AWS Big Data Blog

Query an Apache Hudi dataset in an Amazon S3 data lake with Amazon Athena part 1: Read-optimized queries

July 2023: This post was reviewed for accuracy.

On July 16, 2021, Amazon Athena upgraded its Apache Hudi integration with new features and support for Hudi’s latest 0.8.0 release. Hudi is an open-source storage management framework that provides incremental data processing primitives for Hadoop-compatible data lakes.

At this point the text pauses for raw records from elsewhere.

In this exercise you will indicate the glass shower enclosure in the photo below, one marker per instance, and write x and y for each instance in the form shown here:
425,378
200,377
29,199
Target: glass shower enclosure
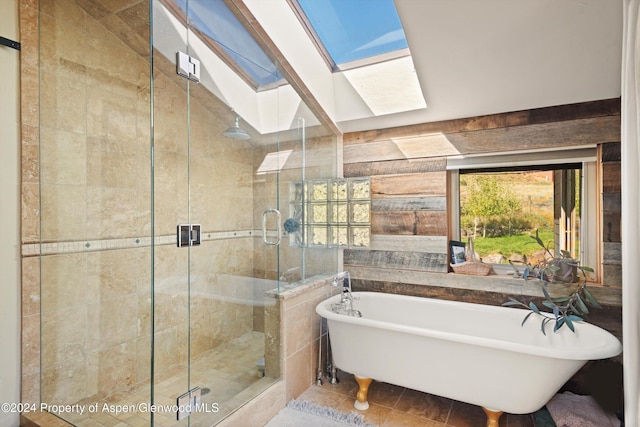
169,145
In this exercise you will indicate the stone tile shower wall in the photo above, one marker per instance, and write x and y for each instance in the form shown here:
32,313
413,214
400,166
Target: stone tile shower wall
86,140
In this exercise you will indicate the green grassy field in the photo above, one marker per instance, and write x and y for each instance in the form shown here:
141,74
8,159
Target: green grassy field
521,244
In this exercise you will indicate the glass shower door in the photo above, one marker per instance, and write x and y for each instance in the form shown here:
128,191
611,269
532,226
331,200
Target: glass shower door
216,223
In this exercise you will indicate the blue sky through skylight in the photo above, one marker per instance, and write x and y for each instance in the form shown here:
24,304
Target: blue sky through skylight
214,19
355,29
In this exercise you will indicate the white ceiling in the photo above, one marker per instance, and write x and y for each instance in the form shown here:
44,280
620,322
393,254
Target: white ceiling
474,57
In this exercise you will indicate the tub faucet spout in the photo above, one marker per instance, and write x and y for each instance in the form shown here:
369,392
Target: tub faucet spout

This upgraded integration adds the latest community improvements to Hudi along with important new features including snapshot queries, which provide near real-time views of table data, and reading bootstrapped tables which provide efficient migration of existing table data.

In this series of posts on Athena and Hudi, we will provide a short overview of key Hudi capabilities along with detailed procedures for using read-optimized queries, snapshot queries, and bootstrapped tables.

Overview

With Apache Hudi, you can perform record-level inserts, updates, and deletes on Amazon S3, allowing you to comply with data privacy laws, consume real-time streams and change data captures, reinstate late-arriving data, and track history and rollbacks in an open, vendor neutral format. Apache Hudi uses Apache Parquet and Apache Avro storage formats for data storage, and includes built-in integrations with Apache Spark, Apache Hive, and Apache Presto, which enables you to query Apache Hudi datasets using the same tools that you use today with near-real-time access to fresh data.

An Apache Hudi dataset can be one of the following table types:

  • Copy on Write (CoW) – Data is stored in columnar format (Parquet), and each update creates a new version of the base file on a write commit. A CoW table type typically lends itself to read-heavy workloads on data that changes less frequently.
  • Merge on Read (MoR) – Data is stored using a combination of columnar (Parquet) and row-based (Avro) formats. Updates are logged to row-based delta files and are compacted as needed to create new versions of the columnar files. A MoR table type is typically suited for write-heavy or change-heavy workloads with fewer reads.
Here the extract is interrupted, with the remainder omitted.